Say that I have two models- Users and Accounts. Each account can have at most n users associated with it, and a user can only be associated with one account.
It would seem natural to say that User
belongs_to :account
and Account
has_many :users
However, I'm not clear on the best practice when it comes to limiting the number of associations through that has_many declaration. I know that there is a :limit argument, but that that only limits the number of associations returned, not the number that are able to exist.
I suspect that the answer is to use something like :before_add. However, that approach seems only to apply to associations created via << . So it would get called when you used
@account.users << someuser
but not if you used
@account.users.create
I had also considered that it might be more practical to implement the limit using before_save within the User model, but it seems like it would be a bit off to implement Account business rules within the User model.

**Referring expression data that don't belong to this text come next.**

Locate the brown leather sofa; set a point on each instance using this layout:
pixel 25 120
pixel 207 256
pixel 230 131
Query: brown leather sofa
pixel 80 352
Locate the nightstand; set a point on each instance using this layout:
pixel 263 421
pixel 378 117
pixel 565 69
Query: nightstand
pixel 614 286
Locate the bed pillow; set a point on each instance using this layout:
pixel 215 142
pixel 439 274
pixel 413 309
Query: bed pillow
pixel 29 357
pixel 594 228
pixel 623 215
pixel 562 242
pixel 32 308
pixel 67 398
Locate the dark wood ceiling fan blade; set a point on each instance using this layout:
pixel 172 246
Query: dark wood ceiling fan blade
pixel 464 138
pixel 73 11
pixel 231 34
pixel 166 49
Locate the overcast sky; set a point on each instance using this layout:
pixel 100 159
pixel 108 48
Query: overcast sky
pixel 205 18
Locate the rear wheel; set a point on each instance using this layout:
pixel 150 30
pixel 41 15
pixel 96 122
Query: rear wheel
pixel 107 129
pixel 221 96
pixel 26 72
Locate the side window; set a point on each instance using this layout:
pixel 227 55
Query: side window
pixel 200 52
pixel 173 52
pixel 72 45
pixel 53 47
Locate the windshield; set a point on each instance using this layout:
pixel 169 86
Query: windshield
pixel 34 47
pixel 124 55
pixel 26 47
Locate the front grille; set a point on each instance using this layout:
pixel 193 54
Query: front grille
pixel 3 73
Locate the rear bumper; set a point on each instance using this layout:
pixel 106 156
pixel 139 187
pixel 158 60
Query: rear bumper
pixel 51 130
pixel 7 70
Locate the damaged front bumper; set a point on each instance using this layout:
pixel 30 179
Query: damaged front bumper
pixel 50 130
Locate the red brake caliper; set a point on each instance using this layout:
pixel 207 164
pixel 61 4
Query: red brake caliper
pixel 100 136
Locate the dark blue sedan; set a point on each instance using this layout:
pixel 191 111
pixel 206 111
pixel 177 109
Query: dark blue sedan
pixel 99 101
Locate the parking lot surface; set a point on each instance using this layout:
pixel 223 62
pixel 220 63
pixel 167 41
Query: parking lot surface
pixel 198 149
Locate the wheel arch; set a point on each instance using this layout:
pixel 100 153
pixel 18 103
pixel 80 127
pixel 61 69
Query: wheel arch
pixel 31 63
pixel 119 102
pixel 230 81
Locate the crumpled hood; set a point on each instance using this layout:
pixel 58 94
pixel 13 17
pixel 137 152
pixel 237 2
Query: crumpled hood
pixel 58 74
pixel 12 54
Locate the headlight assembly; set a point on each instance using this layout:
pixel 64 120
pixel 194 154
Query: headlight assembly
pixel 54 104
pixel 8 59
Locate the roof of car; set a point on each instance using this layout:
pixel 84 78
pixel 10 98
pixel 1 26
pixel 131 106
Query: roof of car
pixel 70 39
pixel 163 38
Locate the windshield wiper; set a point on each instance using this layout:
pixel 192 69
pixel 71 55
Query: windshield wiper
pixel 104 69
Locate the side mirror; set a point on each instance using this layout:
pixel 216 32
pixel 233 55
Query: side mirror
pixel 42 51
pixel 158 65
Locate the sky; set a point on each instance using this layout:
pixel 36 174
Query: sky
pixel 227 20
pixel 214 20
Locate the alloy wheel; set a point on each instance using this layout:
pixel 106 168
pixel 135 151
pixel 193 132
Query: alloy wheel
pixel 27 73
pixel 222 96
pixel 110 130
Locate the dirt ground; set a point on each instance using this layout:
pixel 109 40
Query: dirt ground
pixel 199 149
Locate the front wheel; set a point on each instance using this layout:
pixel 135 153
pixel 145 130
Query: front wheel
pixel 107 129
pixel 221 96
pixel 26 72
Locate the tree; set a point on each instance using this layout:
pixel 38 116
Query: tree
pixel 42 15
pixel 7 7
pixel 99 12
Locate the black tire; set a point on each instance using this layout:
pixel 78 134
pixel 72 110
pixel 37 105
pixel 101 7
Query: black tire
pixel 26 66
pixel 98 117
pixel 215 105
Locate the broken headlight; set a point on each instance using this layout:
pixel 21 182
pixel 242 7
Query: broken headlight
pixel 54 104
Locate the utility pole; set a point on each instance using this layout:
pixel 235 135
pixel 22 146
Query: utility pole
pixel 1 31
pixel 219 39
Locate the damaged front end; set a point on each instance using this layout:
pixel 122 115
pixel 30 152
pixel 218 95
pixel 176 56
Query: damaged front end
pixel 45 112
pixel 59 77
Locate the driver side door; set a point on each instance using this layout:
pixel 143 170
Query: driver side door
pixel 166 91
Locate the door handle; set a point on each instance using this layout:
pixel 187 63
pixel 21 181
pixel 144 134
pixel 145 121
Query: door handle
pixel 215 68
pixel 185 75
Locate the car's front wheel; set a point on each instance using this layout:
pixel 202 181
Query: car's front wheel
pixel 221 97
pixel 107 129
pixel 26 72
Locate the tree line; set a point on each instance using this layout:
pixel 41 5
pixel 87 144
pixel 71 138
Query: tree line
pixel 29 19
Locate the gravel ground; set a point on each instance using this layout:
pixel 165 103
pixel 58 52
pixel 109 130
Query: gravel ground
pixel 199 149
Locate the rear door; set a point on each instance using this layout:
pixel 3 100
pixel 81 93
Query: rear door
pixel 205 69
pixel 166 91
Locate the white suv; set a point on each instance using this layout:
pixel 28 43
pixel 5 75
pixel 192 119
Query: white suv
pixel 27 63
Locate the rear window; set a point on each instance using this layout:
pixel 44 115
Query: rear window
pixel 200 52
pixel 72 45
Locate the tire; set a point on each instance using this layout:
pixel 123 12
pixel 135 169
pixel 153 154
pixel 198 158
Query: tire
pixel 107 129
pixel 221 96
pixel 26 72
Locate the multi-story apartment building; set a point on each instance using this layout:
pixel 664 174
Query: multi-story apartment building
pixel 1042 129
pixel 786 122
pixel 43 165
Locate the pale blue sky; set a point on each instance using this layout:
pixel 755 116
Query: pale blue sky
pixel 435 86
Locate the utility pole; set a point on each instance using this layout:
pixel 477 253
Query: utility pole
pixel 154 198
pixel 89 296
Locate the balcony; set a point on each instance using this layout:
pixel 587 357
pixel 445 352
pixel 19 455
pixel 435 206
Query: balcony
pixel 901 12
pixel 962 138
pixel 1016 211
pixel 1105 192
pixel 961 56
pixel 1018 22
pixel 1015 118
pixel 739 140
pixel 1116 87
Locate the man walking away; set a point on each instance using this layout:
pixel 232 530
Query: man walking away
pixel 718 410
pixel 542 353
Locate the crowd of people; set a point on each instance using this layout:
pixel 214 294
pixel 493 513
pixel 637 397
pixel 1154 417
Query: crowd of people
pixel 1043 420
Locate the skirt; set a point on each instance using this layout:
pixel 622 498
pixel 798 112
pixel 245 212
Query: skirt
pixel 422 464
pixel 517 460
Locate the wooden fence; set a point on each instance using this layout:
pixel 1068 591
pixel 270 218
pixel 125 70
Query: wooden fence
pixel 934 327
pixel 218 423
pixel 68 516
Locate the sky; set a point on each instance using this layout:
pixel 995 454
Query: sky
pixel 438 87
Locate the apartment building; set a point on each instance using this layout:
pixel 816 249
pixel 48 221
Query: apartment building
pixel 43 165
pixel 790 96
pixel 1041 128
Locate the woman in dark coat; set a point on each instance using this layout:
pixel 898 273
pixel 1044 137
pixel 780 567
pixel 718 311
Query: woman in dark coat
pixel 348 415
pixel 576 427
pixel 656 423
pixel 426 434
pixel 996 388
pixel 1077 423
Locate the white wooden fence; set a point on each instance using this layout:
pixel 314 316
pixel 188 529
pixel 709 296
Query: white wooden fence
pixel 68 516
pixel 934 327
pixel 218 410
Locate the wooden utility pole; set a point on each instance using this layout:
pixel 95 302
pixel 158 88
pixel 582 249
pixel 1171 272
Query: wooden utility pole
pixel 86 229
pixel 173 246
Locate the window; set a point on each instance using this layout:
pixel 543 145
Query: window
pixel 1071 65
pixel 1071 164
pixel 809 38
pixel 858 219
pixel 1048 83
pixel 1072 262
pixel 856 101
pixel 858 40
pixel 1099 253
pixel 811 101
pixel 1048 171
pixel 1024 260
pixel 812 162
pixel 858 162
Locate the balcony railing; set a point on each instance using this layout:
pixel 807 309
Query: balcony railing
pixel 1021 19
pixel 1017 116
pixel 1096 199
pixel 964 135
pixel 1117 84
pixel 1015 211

What is the best practice for limiting the number of associations?
Edit: the n users per account would be some business data that is stored within the individual accounts, rather than being a straight up magic number that would be floating around willy nilly in the code.

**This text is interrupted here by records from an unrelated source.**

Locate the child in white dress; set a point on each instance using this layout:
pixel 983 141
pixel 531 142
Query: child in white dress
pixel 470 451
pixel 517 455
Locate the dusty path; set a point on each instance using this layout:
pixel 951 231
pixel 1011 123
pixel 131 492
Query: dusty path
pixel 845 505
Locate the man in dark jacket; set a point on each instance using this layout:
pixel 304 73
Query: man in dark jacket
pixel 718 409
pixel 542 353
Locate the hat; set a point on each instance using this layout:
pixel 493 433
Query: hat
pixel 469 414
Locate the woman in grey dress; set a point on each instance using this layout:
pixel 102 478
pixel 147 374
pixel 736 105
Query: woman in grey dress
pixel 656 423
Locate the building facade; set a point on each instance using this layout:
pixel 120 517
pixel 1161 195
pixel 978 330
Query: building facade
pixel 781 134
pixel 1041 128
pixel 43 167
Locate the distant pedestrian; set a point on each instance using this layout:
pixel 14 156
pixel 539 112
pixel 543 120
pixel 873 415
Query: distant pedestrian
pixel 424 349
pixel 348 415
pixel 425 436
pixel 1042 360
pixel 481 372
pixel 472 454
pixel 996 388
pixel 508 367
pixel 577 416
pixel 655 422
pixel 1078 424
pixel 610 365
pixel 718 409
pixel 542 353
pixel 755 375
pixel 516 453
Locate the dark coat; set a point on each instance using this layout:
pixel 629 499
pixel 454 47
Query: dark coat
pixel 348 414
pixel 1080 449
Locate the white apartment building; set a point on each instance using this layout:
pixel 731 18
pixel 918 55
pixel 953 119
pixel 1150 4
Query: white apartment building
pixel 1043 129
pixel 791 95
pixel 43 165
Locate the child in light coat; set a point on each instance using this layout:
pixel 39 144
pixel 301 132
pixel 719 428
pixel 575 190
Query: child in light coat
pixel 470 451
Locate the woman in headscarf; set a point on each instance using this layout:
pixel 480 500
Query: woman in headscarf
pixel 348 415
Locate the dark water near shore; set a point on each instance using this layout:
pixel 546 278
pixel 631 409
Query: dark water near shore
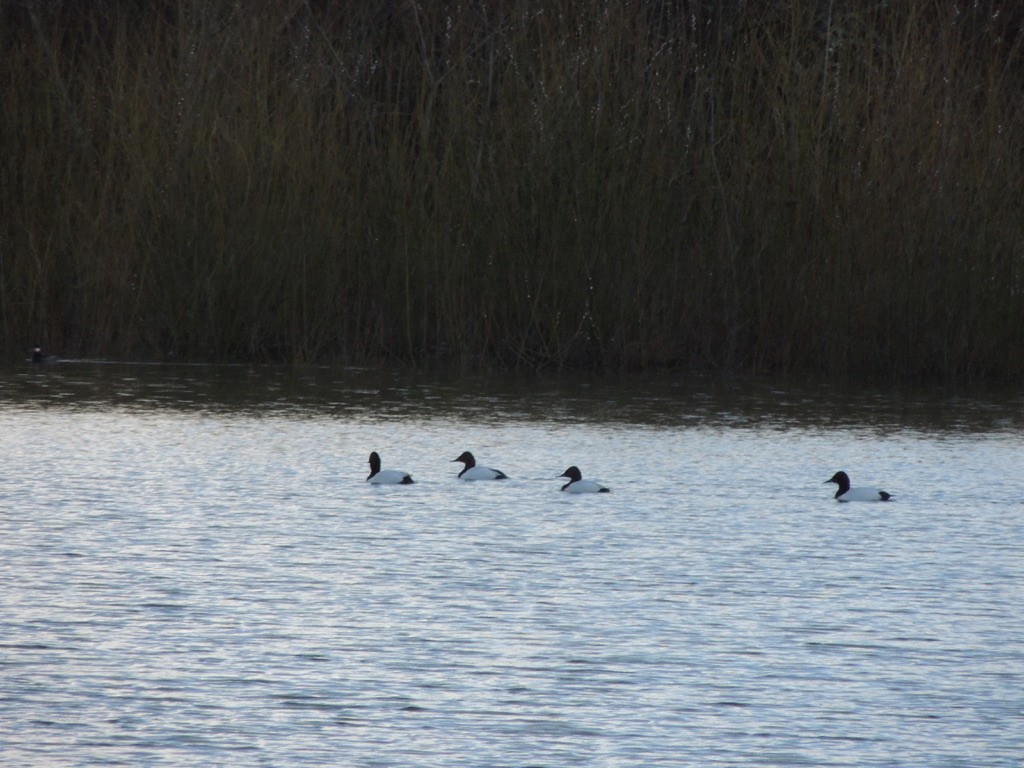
pixel 196 573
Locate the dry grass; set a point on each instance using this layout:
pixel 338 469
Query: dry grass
pixel 612 185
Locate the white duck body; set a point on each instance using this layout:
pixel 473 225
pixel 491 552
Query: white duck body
pixel 862 494
pixel 380 476
pixel 579 485
pixel 472 472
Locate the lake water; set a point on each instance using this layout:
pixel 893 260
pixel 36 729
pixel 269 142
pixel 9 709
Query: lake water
pixel 195 572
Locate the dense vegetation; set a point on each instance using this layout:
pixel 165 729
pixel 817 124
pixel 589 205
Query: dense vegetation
pixel 833 188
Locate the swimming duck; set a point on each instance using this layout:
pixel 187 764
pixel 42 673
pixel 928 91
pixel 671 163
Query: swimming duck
pixel 380 476
pixel 846 494
pixel 473 472
pixel 579 485
pixel 40 357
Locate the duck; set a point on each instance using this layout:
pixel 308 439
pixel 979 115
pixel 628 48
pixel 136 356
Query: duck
pixel 40 357
pixel 579 485
pixel 473 472
pixel 380 476
pixel 846 494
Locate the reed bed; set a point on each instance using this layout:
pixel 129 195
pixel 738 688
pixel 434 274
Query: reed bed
pixel 818 188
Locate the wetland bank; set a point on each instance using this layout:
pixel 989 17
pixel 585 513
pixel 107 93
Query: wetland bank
pixel 807 188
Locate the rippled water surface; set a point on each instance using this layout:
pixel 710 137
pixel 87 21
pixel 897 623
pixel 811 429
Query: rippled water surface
pixel 195 572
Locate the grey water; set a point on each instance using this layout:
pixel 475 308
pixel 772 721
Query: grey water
pixel 195 571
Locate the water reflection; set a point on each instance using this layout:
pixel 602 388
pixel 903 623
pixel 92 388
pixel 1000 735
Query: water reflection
pixel 664 399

At first, if your users table has foreign key account_id then you need to use
class User
belongs_to :account
end
In this way you will ensure that User can be associated just to one Account.
If you want to limit that Account can have e.g. at most 3 users then you can define the following validation:
class User
validates_each :account do |user, attr, value|
user.errors.add attr, "too much users for account" if user.account.users.size >= 3
end
end
and as a result you will not be able to create new user for account if account has already 3 users.
I think your rule is subject to a different interpretation. Think of the rule as being "You cannot add a user to an account that already has 3 users." Now that it is a user rule, implementing it on the user object seems perfectly natural and @Raimond's solution will suffice.
You could also think about implementing this as a database constraint, but I probably wouldn't go that way...3 seems to be an arbitrary number that may change later and I, and I suspect you, would prefer that it be captured in the code rather than hidden away in a DB constraint.